Irene Hutchinson, a longtime member of the Byron Historical Society, provided insight on gold-panning during a meeting of the Mexico Historical Society on Aug. 19. Rumford Falls Times photo by Bruce Farrin

MEXICO — Since early in the 20th century, many a person looking to find gold in Maine has ventured to Byron to pan along the branches of the Swift River.

Irene Hutchinson, 88, gave a presentation on gold-panning in Byron to the Mexico Historical Society on Aug. 19.

A longtime member of the Byron Historical Society, she is among the seventh generation of the Young family of Byron.

She said her grandfather, Clarence Young, estimated that the area has yielded over $30,000 worth of gold.

“If you go along the river, you see some of the dirt that’s kind of black,” she said. “He claimed that’s where you’d find gold. So he would take and put it in a bag, take it into a shed and keep it dry. Then he’d sit in front of a fire, an old stove in the kitchen, and he would pan gold. He found quite a bit.”

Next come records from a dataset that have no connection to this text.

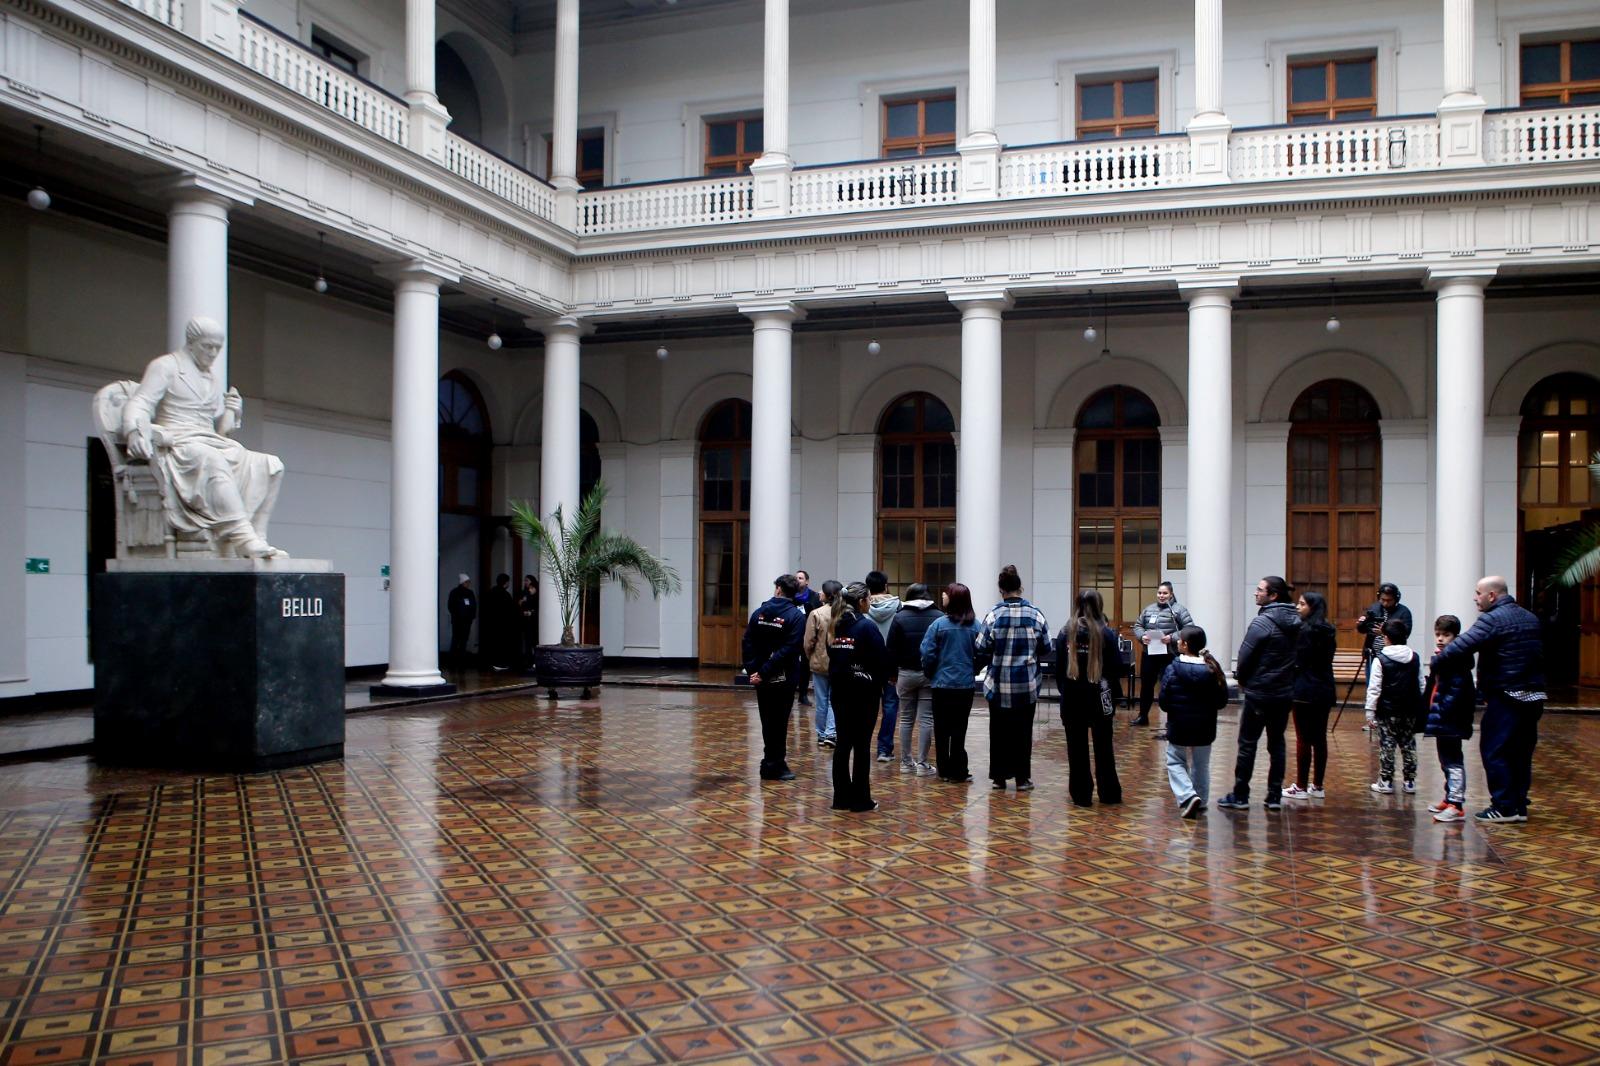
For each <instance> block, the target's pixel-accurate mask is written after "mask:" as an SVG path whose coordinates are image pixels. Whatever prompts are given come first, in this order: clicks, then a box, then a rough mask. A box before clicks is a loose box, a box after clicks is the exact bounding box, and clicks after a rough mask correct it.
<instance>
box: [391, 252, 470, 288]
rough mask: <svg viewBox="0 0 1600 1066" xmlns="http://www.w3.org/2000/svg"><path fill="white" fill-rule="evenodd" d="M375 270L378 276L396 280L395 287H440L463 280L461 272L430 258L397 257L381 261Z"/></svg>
mask: <svg viewBox="0 0 1600 1066" xmlns="http://www.w3.org/2000/svg"><path fill="white" fill-rule="evenodd" d="M373 272H374V274H376V275H378V277H382V279H387V280H390V282H394V283H395V288H402V287H406V288H416V287H419V285H426V287H430V288H438V287H440V285H446V283H453V282H459V280H461V275H459V274H456V272H454V271H450V269H446V267H445V266H442V264H438V262H434V261H430V259H397V261H394V262H379V264H378V266H374V267H373Z"/></svg>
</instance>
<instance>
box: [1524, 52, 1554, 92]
mask: <svg viewBox="0 0 1600 1066" xmlns="http://www.w3.org/2000/svg"><path fill="white" fill-rule="evenodd" d="M1560 80H1562V46H1560V45H1558V43H1550V45H1523V46H1522V83H1523V85H1544V83H1547V82H1560Z"/></svg>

Hutchinson added, “When you find gold, it’s in little flat pieces. It doesn’t look like much.”

She said her grandfather found a nugget once and made a stick pin out of it.

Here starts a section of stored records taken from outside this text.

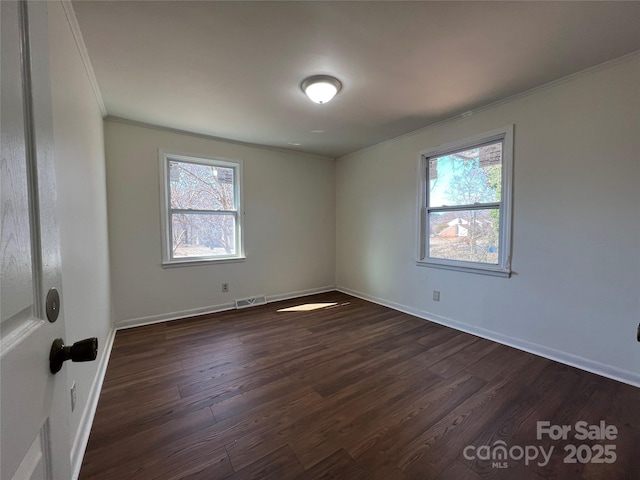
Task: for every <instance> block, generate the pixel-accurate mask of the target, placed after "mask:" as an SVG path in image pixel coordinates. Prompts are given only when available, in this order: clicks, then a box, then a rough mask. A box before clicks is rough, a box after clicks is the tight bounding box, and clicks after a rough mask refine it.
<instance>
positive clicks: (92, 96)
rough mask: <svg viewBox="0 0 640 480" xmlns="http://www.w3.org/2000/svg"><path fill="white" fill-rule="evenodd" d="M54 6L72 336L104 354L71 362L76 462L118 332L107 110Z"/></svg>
mask: <svg viewBox="0 0 640 480" xmlns="http://www.w3.org/2000/svg"><path fill="white" fill-rule="evenodd" d="M48 7H49V8H48V10H49V42H50V55H51V57H50V61H51V87H52V97H53V124H54V141H55V152H56V181H57V186H58V205H57V207H58V222H59V228H60V247H61V255H62V286H63V289H62V305H63V311H64V316H65V324H66V332H67V333H66V336H67V338H65V340H66V341H67V343H69V344H70V343H73V342H75V341H78V340H81V339H83V338H87V337H97V338H98V344H99V353H98V355H99V360H102V364H101V363H100V361H96V362H91V363H71V362H67V363H66V364H65V368H66V369H67V377H68V381H69V387H70V386H71V384H72V383H73V382H74V381H75V382H76V389H77V404H76V409H75V411H74V412H73V413H71V416H70V431H71V435H72V438H71V442H72V466H74V467H76V468H77V467H78V466H79V465H78V464H77V462H78V461H81V460H82V458H81V457H82V454H83V453H84V446H85V445H84V442H85V441H86V438H85V437H83V435H84V436H86V434H87V433H88V431H87V430H85V429H86V428H87V427H90V425H88V423H90V421H91V418H92V415H93V407H92V405H91V403H92V402H93V401H95V400H96V397H95V395H97V394H98V393H99V391H98V387H99V383H100V379H99V377H100V372H99V371H100V367H101V366H102V367H104V364H105V363H104V362H105V361H106V355H105V354H106V353H107V349H108V346H109V342H110V341H111V338H112V337H111V335H112V332H113V322H112V318H111V305H110V295H111V294H110V283H109V252H108V235H107V201H106V175H105V167H104V141H103V131H102V115H101V113H100V109H99V107H98V103H97V100H96V97H95V96H94V94H93V90H92V89H91V85H90V83H89V80H88V77H87V74H86V71H85V68H84V65H83V63H82V60H81V57H80V54H79V51H78V48H77V47H76V44H75V41H74V37H73V35H72V32H71V29H70V26H69V22H68V20H67V17H66V15H65V12H64V10H63V8H62V4H61V3H59V2H50V3H49V4H48ZM74 464H75V465H74Z"/></svg>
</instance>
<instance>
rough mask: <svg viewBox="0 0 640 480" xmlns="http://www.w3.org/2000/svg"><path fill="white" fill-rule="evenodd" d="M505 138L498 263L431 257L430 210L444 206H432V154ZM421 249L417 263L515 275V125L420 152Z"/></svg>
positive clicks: (418, 190) (495, 273) (466, 207)
mask: <svg viewBox="0 0 640 480" xmlns="http://www.w3.org/2000/svg"><path fill="white" fill-rule="evenodd" d="M497 141H502V142H503V145H502V191H501V196H500V201H499V202H494V203H493V205H498V208H499V211H500V233H499V239H500V244H499V245H500V249H499V253H498V264H497V265H496V264H489V263H481V262H472V261H462V260H451V259H445V258H434V257H429V251H430V249H429V231H428V230H429V220H428V219H429V212H430V211H433V210H436V211H437V210H441V208H436V207H433V208H429V173H428V171H429V164H428V162H429V158H431V157H439V156H443V155H446V154H448V153H454V152H457V151H461V150H465V149H470V148H474V147H477V146H481V145H483V144H487V143H491V142H497ZM418 169H419V174H418V206H419V209H418V242H417V243H418V249H417V260H416V264H417V265H419V266H425V267H433V268H442V269H447V270H455V271H460V272H470V273H481V274H486V275H495V276H502V277H509V276H510V275H511V223H512V222H511V219H512V203H513V199H512V188H513V185H512V184H513V125H508V126H506V127H502V128H499V129H496V130H492V131H490V132H485V133H482V134H480V135H474V136H472V137H468V138H465V139H463V140H458V141H455V142H450V143H447V144H443V145H438V146H437V147H434V148H430V149H427V150H423V151H421V152H420V153H419V154H418ZM469 208H471V209H474V208H478V206H476V205H460V206H455V207H450V208H447V209H451V210H463V209H469Z"/></svg>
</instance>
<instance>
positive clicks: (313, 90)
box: [300, 75, 342, 104]
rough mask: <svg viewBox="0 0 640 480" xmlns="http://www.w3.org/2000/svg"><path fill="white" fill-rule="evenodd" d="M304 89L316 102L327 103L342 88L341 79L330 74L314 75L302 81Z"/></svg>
mask: <svg viewBox="0 0 640 480" xmlns="http://www.w3.org/2000/svg"><path fill="white" fill-rule="evenodd" d="M300 86H301V87H302V91H303V92H304V93H305V94H306V95H307V97H309V99H310V100H311V101H313V102H316V103H321V104H322V103H327V102H328V101H330V100H331V99H332V98H333V97H335V96H336V93H338V92H339V91H340V89H341V88H342V83H340V80H338V79H337V78H334V77H330V76H329V75H314V76H313V77H309V78H307V79H305V80H304V81H303V82H302V85H300Z"/></svg>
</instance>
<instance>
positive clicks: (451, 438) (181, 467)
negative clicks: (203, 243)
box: [80, 292, 640, 480]
mask: <svg viewBox="0 0 640 480" xmlns="http://www.w3.org/2000/svg"><path fill="white" fill-rule="evenodd" d="M309 303H329V304H331V306H327V307H324V308H320V309H318V310H312V311H298V312H293V311H282V310H283V309H285V308H289V307H294V306H298V305H304V304H309ZM639 404H640V389H638V388H636V387H632V386H628V385H624V384H621V383H618V382H615V381H613V380H609V379H606V378H602V377H598V376H596V375H593V374H590V373H587V372H584V371H580V370H577V369H575V368H572V367H568V366H565V365H561V364H558V363H555V362H553V361H551V360H547V359H544V358H540V357H537V356H535V355H532V354H530V353H526V352H522V351H518V350H516V349H514V348H510V347H507V346H504V345H499V344H496V343H494V342H491V341H489V340H484V339H481V338H478V337H475V336H473V335H469V334H467V333H463V332H459V331H456V330H452V329H450V328H447V327H444V326H442V325H439V324H436V323H431V322H428V321H425V320H422V319H418V318H416V317H412V316H410V315H407V314H404V313H400V312H397V311H395V310H392V309H389V308H387V307H382V306H380V305H376V304H373V303H370V302H367V301H364V300H361V299H358V298H355V297H351V296H349V295H345V294H342V293H339V292H327V293H323V294H319V295H313V296H308V297H304V298H297V299H290V300H285V301H282V302H276V303H273V304H267V305H262V306H258V307H252V308H250V309H244V310H235V311H227V312H221V313H218V314H214V315H203V316H199V317H193V318H189V319H184V320H177V321H172V322H165V323H160V324H156V325H148V326H144V327H138V328H132V329H128V330H123V331H119V332H118V333H117V335H116V338H115V342H114V345H113V349H112V353H111V359H110V363H109V367H108V369H107V374H106V377H105V383H104V385H103V389H102V392H101V395H100V399H99V403H98V408H97V412H96V417H95V420H94V423H93V427H92V431H91V436H90V439H89V444H88V446H87V451H86V455H85V458H84V462H83V465H82V469H81V472H80V479H81V480H96V479H100V480H101V479H105V480H106V479H109V480H110V479H113V478H132V479H136V480H138V479H140V480H147V479H149V480H151V479H157V480H173V479H176V480H177V479H182V478H184V479H190V480H238V479H248V478H255V479H261V480H263V479H271V478H273V479H276V478H277V479H302V480H315V479H328V478H335V479H345V480H357V479H366V480H404V479H419V480H424V479H443V480H448V479H456V480H465V479H469V480H477V479H478V478H483V479H485V480H493V479H496V480H500V479H507V480H511V479H513V478H518V479H531V480H540V479H562V480H566V479H573V478H576V479H594V480H601V479H602V480H604V479H607V480H617V479H620V480H622V479H635V478H637V476H636V474H637V472H638V471H640V463H639V462H640V460H639V459H640V456H639V455H637V454H636V451H637V445H638V443H640V433H639V432H640V413H639V412H640V409H638V408H637V405H639ZM540 420H546V421H549V422H550V423H551V424H558V425H563V424H575V422H576V421H579V420H584V421H587V422H589V423H596V424H597V423H598V422H599V421H600V420H605V421H606V423H607V424H611V425H615V426H616V427H617V428H618V430H619V435H618V437H617V439H616V440H615V442H614V443H615V448H616V452H617V454H618V459H617V461H616V462H614V463H612V464H607V465H603V464H590V463H589V464H586V465H584V464H577V465H576V464H572V465H571V464H569V465H567V464H565V463H564V457H565V452H564V451H563V450H562V447H563V443H562V442H554V441H551V440H549V439H542V440H540V441H538V440H537V439H536V424H537V421H540ZM497 441H502V442H504V443H505V444H508V445H528V444H533V445H538V446H543V447H549V446H552V445H555V446H556V450H557V451H556V452H555V453H554V455H553V456H552V457H551V461H550V463H549V464H548V465H544V466H539V465H531V464H530V465H526V464H525V463H524V460H510V461H509V462H508V463H509V464H508V468H497V467H496V465H494V464H493V463H492V462H491V461H487V460H478V459H475V460H474V459H472V460H468V459H467V458H465V456H464V455H463V450H464V448H465V446H468V445H481V444H493V443H495V442H497ZM596 443H603V442H601V441H591V442H587V444H588V445H593V444H596Z"/></svg>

The Swift River, about 45 miles long, rises up toward Lake Mooselookmeguntic in the Rangeley Lakes and flows southward until it empties into the Androscoggin at Rumford Falls.

The Swift has four well-defined branches: East, West, Bradeen and Houghton.

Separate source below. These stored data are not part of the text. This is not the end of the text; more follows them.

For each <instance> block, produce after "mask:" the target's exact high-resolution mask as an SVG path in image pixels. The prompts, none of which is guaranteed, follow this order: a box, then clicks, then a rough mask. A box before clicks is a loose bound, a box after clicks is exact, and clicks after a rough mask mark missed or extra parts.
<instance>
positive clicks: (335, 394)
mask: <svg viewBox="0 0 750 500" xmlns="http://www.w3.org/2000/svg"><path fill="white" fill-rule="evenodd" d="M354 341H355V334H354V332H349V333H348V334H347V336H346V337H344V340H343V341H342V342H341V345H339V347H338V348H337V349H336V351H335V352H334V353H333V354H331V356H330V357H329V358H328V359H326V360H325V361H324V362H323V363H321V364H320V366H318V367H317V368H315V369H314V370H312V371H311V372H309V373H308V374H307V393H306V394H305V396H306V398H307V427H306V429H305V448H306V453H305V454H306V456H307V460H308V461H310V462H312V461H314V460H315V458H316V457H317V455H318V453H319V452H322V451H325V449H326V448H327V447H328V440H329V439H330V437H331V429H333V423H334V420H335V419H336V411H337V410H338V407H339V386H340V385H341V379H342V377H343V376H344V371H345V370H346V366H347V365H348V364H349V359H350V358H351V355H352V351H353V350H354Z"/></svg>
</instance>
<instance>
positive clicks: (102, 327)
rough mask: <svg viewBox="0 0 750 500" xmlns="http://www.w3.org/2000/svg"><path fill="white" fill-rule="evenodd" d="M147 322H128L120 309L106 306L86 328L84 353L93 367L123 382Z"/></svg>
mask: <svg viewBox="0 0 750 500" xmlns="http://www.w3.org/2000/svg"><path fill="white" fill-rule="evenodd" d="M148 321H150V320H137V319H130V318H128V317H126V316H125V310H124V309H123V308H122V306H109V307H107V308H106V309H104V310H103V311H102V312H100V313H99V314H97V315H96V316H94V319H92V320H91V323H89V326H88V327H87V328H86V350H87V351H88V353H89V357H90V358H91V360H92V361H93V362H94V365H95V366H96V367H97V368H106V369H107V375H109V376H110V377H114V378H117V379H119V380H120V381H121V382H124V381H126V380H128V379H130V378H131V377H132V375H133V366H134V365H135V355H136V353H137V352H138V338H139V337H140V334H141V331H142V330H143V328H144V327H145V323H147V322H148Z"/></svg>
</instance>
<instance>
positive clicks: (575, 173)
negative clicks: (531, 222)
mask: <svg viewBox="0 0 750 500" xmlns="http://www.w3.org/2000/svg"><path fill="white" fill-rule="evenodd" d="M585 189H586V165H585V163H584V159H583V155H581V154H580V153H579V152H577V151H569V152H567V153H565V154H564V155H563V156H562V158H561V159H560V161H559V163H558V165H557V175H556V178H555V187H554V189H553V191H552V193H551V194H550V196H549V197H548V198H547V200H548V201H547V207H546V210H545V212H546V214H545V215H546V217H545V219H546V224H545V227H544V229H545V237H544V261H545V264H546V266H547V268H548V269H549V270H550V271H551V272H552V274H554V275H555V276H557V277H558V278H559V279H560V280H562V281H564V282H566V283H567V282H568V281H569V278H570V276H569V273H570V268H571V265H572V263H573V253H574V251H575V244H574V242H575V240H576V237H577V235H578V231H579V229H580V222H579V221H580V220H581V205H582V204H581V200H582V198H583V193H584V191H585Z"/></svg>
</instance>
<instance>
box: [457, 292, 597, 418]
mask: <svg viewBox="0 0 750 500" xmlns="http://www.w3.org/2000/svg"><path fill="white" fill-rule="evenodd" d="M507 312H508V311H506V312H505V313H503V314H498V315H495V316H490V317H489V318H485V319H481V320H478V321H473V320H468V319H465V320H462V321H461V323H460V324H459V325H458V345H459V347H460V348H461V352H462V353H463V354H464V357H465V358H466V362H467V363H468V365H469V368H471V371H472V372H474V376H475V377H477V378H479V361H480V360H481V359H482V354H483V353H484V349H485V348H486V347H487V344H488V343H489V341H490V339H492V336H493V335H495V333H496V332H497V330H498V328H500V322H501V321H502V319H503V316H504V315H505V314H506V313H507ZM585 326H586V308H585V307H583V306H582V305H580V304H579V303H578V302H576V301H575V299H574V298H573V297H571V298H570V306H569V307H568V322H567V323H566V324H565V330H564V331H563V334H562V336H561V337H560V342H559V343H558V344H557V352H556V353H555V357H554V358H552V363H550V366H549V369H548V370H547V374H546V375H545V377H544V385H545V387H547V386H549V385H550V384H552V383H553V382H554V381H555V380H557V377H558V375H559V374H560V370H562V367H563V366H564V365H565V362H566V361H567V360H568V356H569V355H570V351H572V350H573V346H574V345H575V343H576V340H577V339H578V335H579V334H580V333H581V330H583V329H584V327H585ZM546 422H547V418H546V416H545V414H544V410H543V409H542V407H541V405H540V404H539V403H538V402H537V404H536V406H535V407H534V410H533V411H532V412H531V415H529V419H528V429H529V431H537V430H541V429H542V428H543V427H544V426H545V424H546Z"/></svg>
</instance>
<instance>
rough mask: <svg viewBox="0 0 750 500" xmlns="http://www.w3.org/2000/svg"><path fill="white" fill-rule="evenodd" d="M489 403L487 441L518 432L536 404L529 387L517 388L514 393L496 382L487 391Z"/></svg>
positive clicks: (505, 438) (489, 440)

Yvette Lacroix of the Rumford Falls Times wrote many years ago that she thought Tumbledown Mountain had the gold, hidden somewhere within the side of the mountain.

Lacroix noted the best place for gold was the East Branch, which comes down from Tumbledown to the Swift River.

After gold had been found in the river and the surrounding hills and mountains, Hutchinson said, a Mr. Houghton bought 250 acres, thinking he was going to sell stock. “People bought hundreds of dollars worth of stock in this gold mine.”

But then the sheriff found out about it and put a stop to it.

“We still have the gold-panning business,” Hutchinson said of Byron.

Another time, she said, five old California ’49ers came to Byron for gold, and thanks to their experience, were able to make a living during the five to six years they camped there.

Hutchinson said she’s never panned for gold herself, but that might change.

“My neighbor, Janet, went out three or four days ago, and came in all excited. She had a little bit of gold after panning.”

Hutchinson noted that anyone can pan gold. “You really don’t need to buy any equipment. Just go out with a little pie plate and a little shovel.”